I have a table containing hundreds of columns many of which are null, and I would like have my select statement so that only those columns containing a value are returned. It would help me analyze data better. Something like:
Select (non null columns) from tablename;
I want to select all columns which have at least one non-null value.
Can this be done?
Have a look as statistics information, it may be useful for you:
SQL> exec dbms_stats.gather_table_stats('SCOTT','EMP');
PL/SQL procedure successfully completed.
SQL> select num_rows from all_tables where owner='SCOTT' and table_name='EMP';
NUM_ROWS
----------
14
SQL> select column_name,nullable,num_distinct,num_nulls from all_tab_columns
2 where owner='SCOTT' and table_name='EMP' order by column_id;
COLUMN_NAME N NUM_DISTINCT NUM_NULLS
------------------------------ - ------------ ----------
EMPNO N 14 0
ENAME Y 14 0
JOB Y 5 0
MGR Y 6 1
HIREDATE Y 13 0
SAL Y 12 0
COMM Y 4 10
DEPTNO Y 3 0
8 rows selected.
For example you can check if NUM_NULLS = NUM_ROWS to identify "empty" columns.
Reference: ALL_TAB_COLUMNS, ALL_TABLES.
Use the below:
SELECT *
FROM information_schema.columns
WHERE table_name = 'Table_Name' and is_nullable = 'NO'
Table_Name has to be replaced accordingly...
select column_name
from user_tab_columns
where table_name='Table_name' and num_nulls=0;
Here is simple code to get non null columns..
I don't think this can be done in a single query. You may need some plsql to first test what columns contain data and put together a statement based on that information. Of course, if the data in your table changes you have to recreate the statement.
declare
l_table varchar2(30) := 'YOUR_TABLE';
l_statement varchar2(32767);
l_test_statement varchar2(32767);
l_contains_value pls_integer;
-- select column_names from your table
cursor c is
select column_name
,nullable
from user_tab_columns
where table_name = l_table;
begin
l_statement := 'select ';
for r in c
loop
-- If column is not nullable it will always contain a value
if r.nullable = 'N'
then
-- add column to select list.
l_statement := l_statement || r.column_name || ',';
else
-- check if there is a row that has a value for this column
begin
l_test_statement := 'select 1 from dual where exists (select 1 from ' || l_table || ' where ' ||
r.column_name || ' is not null)';
dbms_output.put_line(l_test_statement);
execute immediate l_test_statement
into l_contains_value;
-- Yes, add column to select list
l_statement := l_statement || r.column_name || ',';
exception
when no_data_found then
null;
end;
end if;
end loop;
-- create a select statement
l_statement := substr(l_statement, 1, length(l_statement) - 1) || ' from ' || l_table;
end;
select rtrim (xmlagg (xmlelement (e, column_name || ',')).extract ('//text()'), ',') col
from (select column_name
from user_tab_columns
where table_name='<table_name>' and low_value is not null)

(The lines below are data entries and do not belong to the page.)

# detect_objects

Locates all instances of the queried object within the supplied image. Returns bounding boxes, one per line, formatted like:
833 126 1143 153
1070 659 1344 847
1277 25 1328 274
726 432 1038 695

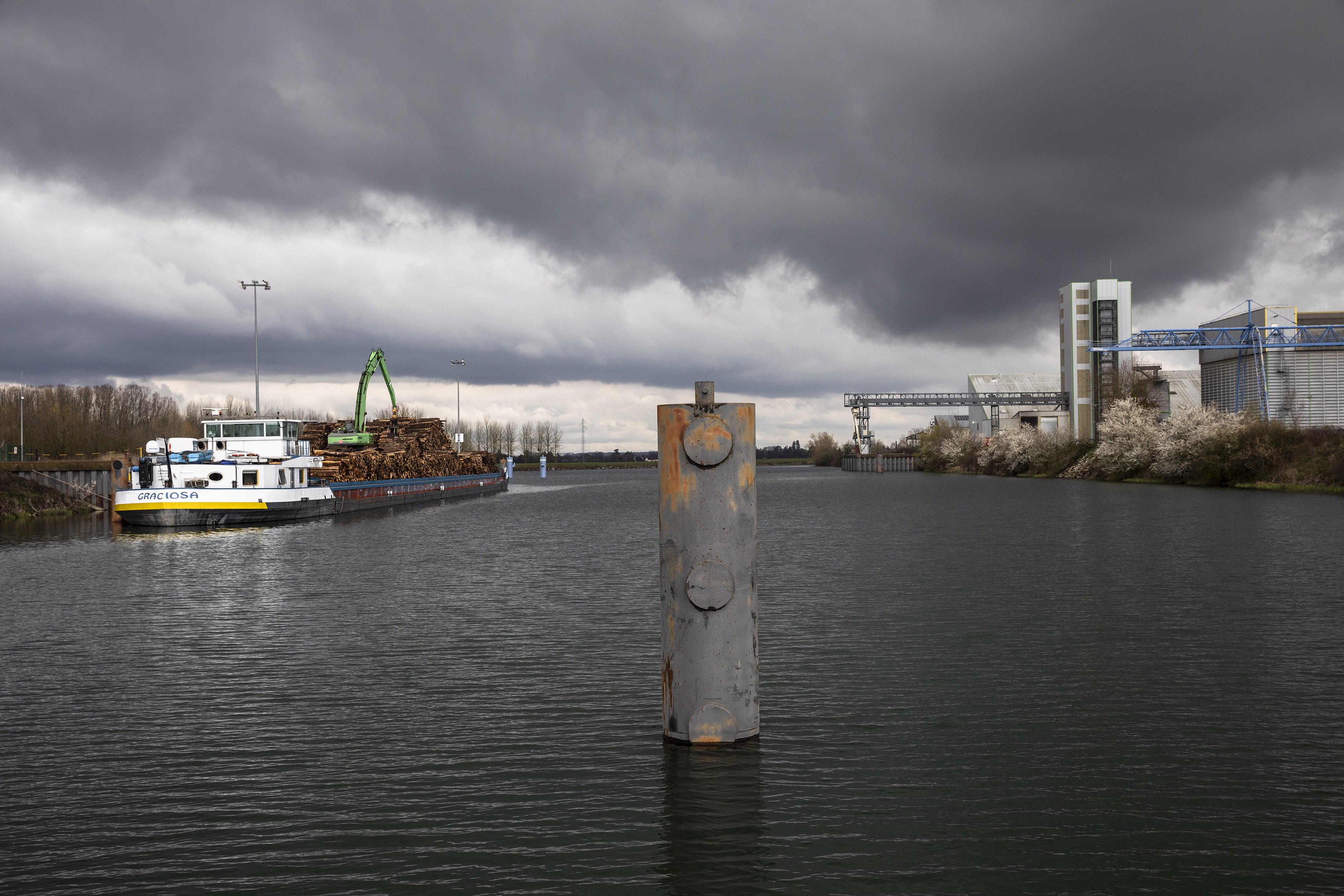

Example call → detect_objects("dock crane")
327 348 396 445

This block determines all columns in the table, loops through them in dynamic SQL and checks if they are null, then constructs a DBMS output query of the non-null query.
All you have to do is run the returned query.
I've included the exclusion of PKs and BLOB columns.
Obviously, this is quite slow as going through columns one by one, and it's not going to be great for very hot tables, as data may change too quickly, but this works for me as I control traffic in dev env.
DECLARE
l_table_name VARCHAR2(255) := 'XXXX';
l_counter NUMBER;
l_sql CLOB;
BEGIN
FOR r_col IN (SELECT *
FROM user_tab_columns tab_col
WHERE table_name = l_table_name
AND data_type NOT IN ('BLOB')
AND column_name NOT IN (SELECT column_name
FROM user_cons_columns con_col
JOIN user_constraints cons ON con_col.constraint_name = cons.constraint_name AND con_col.table_name = cons.table_name
WHERE con_col.table_name = tab_col.table_name
AND constraint_type = 'P')
ORDER BY column_id)
LOOP
EXECUTE IMMEDIATE 'SELECT COUNT(1) FROM '||l_table_name||' WHERE '||r_col.column_name||' IS NOT NULL'
INTO l_counter;
IF l_counter > 0 THEN
IF l_sql IS NULL THEN
l_sql := r_col.column_name;
ELSE
l_sql := l_sql||','||r_col.column_name;
END IF;
END IF;
END LOOP;
l_sql := 'SELECT '||l_sql||CHR(10)
||'FROM '||l_table_name;
----------
DBMS_OUTPUT.put_line(l_sql);
END;
What you're asking to do is establish a dependency on each row in the whole result. This is in fact not ever what you want. Just think of the ramifications if in one row every column had a value of '0' -- suddenly the schema of your result set grows to include all of those previously "empty" columns. You're effectively growing the badness of '*' exponentially, now your result set is not dependent on just the table's meta-data -- but your whole result set is dependent on the plain data.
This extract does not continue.